2D tensor networks for quantum simulation
Jacek Dziarmaga (Jagiellonian University, Kraków, Poland)
I will make a brief introduction to tensor network (TN) states and algorithms that became a method of choice for strongly correlated quantum many body systems on a lattice in one and two dimensions. I will emphasize the 2D TN known as PEPS (pair-entangled projected state) and its two applications to unitary time evolution and thermal Gibbs states. One is the recent quantum computational advantage demonstration with the coherent D-Wave quantum annealer [1], where TN served, on the one hand, as a benchmark for the quantum simulator and, on the other hand, as the most competitive classical method that, nevertheless, in the end failed the competition with the quantum hardware. The other is tensor network simulation of finite temperature states in the Hubbard and t − J models – the two paradigmatic models of high-Tc superconductivity – that proved notoriously hard to solve analytically/numerically and, therefore, are subject to intensive experimental effort in the ultracold atoms community aiming at their quantum simulation. I will present some PEPS results [2,3] down to temperatures of one tenth of the hopping rate, in the pseudogap regime. These results, obtained directly in the thermodynamic limit, can serve as a guide/benchmark for the current experimental efforts.

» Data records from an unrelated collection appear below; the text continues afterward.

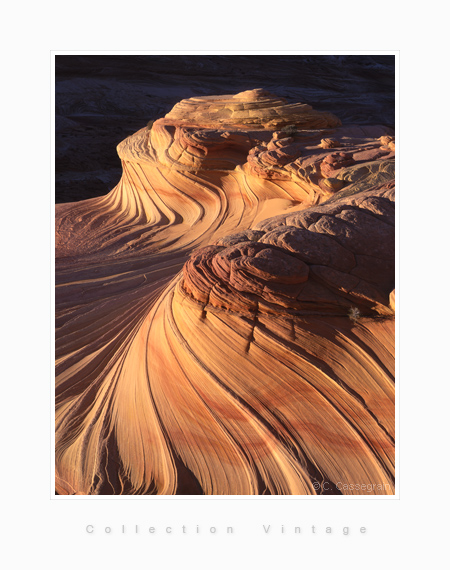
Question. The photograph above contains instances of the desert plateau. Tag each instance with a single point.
(225, 275)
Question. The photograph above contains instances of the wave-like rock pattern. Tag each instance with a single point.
(225, 316)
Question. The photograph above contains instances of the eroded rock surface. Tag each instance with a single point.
(225, 315)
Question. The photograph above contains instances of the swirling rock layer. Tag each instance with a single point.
(224, 316)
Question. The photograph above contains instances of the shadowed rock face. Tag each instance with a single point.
(100, 100)
(225, 315)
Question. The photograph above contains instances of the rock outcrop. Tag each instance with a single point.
(225, 315)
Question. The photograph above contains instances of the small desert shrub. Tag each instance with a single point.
(354, 314)
(290, 130)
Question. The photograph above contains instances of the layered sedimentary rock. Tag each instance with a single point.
(225, 316)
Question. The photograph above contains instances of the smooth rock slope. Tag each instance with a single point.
(225, 315)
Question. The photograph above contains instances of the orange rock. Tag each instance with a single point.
(203, 338)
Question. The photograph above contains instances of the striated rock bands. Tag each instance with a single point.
(225, 315)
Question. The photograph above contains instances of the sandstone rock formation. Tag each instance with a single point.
(225, 315)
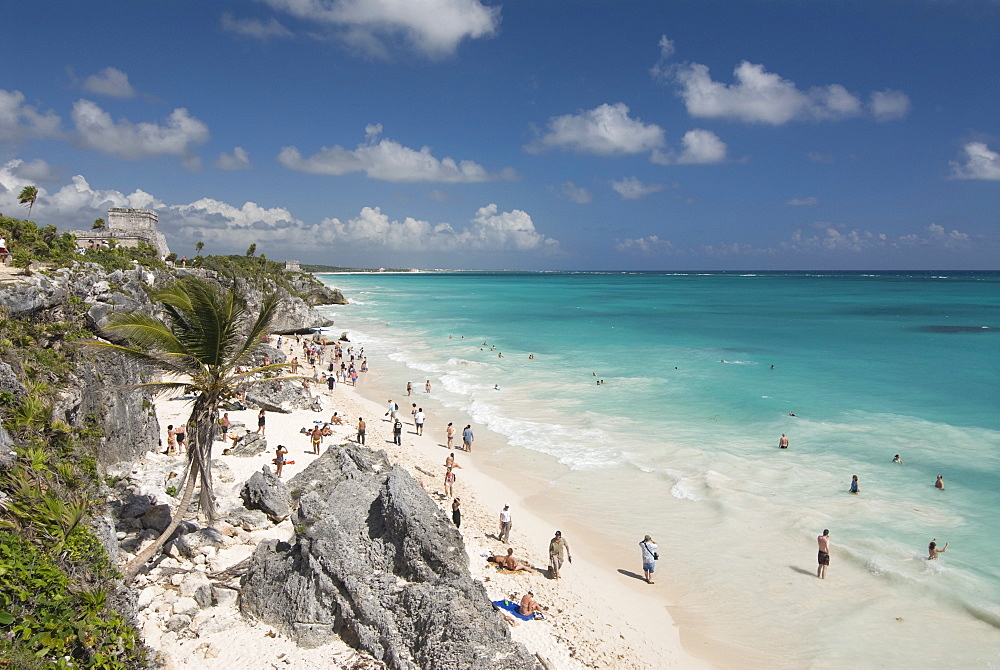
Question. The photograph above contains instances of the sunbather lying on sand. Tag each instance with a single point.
(509, 562)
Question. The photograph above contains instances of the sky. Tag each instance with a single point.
(526, 134)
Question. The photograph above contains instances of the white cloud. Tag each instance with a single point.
(238, 160)
(490, 230)
(889, 105)
(19, 122)
(606, 130)
(644, 245)
(630, 188)
(434, 28)
(262, 30)
(96, 130)
(111, 82)
(979, 163)
(701, 147)
(574, 193)
(388, 160)
(759, 96)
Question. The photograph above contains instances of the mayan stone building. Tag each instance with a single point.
(127, 226)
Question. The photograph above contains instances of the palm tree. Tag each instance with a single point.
(203, 345)
(28, 196)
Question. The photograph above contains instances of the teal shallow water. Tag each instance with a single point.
(688, 420)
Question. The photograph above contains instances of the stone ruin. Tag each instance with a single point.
(127, 226)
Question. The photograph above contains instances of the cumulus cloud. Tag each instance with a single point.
(96, 130)
(20, 122)
(644, 245)
(759, 96)
(238, 160)
(388, 160)
(606, 130)
(630, 188)
(700, 147)
(889, 105)
(255, 28)
(434, 28)
(574, 193)
(111, 82)
(977, 162)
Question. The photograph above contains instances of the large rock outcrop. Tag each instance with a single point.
(375, 561)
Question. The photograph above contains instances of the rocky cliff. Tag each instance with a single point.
(375, 561)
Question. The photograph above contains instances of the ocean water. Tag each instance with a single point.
(680, 441)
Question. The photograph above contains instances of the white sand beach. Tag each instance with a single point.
(597, 617)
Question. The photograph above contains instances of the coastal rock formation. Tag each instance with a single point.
(375, 561)
(265, 492)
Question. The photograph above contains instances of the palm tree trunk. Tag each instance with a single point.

[1] A.D. King, A. Nocera, M.M. Rams, J. Dziarmaga, R. Wiersema, W. Bernoudy,..., Science 388, 199 (2025).
[2] A. Sinha, M.M. Rams, P. Czarnik, and J. Dziarmaga, Phys. Rev. B 106, 195105 (2022).
[3] Y. Zhang, A. Sinha, M.M. Rams, J. Dziarmaga, arXiv:2510.04756.
[4] Y. Zhang, F. Bayocboc, J. Dziarmaga, Phys. Rev. B 112, 134420 (2025).